Background and Aims: Increasing numbers of school-based drug surveys are transitioning data collection to electronic tablets from paper-and-pencil, which may produce a survey mode effect and consequent discontinuity in time trends for population estimates of drug prevalence. This study tested whether (a) overall, self-reported drug use prevalence is higher on electronic tablets versus paper-and-pencil surveys, (b) socio-demographics moderate survey mode effects and (c) levels of missing data are lower for electronic tablet versus paper-and-pencil modes. Design: A randomized controlled experiment. Setting: Results are nationally representative of students in the contiguous United States. Participants: A total of 41 866 8th, 10th and 12th grade students who participated in the 2019 Monitoring the Future school-based survey administration. Intervention and comparator: Surveys were administered to students in a randomly selected half of schools with electronic tablets (intervention) and with paper-and-pencil format (comparator) for the other half. Measurements: Primary outcome was the total number of positive drug use responses. Secondary outcomes were the percentage of respondents completing all drug questions, percentage of drug questions unanswered and mean number of missing drug items.
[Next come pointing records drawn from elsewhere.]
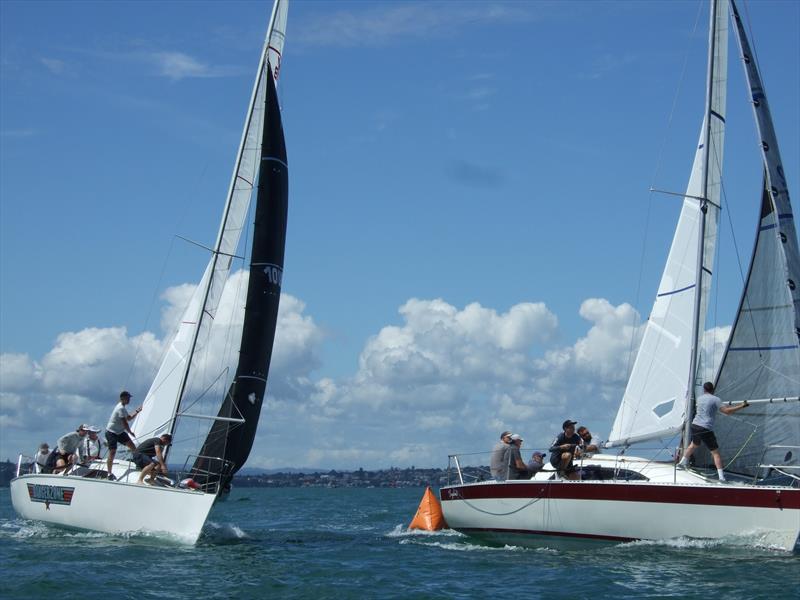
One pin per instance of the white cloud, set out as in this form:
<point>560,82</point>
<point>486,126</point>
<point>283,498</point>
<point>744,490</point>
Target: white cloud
<point>54,65</point>
<point>386,24</point>
<point>441,380</point>
<point>79,379</point>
Findings: The relative risk (RR) for total number of positive drug use responses for electronic tablets versus paper-and-pencil surveys were small and their 95% confidence intervals (CI) included the value of one for reporting intervals of life-time (RR = 1.03; 95% CI, 0.93–1.14), past 12 months (RR = 1.01; 95% CI, 0.91–1.11), past 30 days (RR = 1.05; 95% CI, 0.93–1.20) and for heavy use (RR = 1.10; 95% CI, 0.93–1.29). Multiplicative interaction tests indicated no moderation of these relative risks by race (white versus non-white), population density, census region, public/private school, year of school participation, survey version or non-complete drug responses. Levels of missing data were significantly lower for electronic tablets versus paper-and-pencil surveys. Conclusions: Adolescent drug prevalence estimates in the United States differed little across electronic tablet versus paper-and-pencil survey modes, and showed little to no effect modification by socio-demographics. Levels of missing data were lower for electronic tablets.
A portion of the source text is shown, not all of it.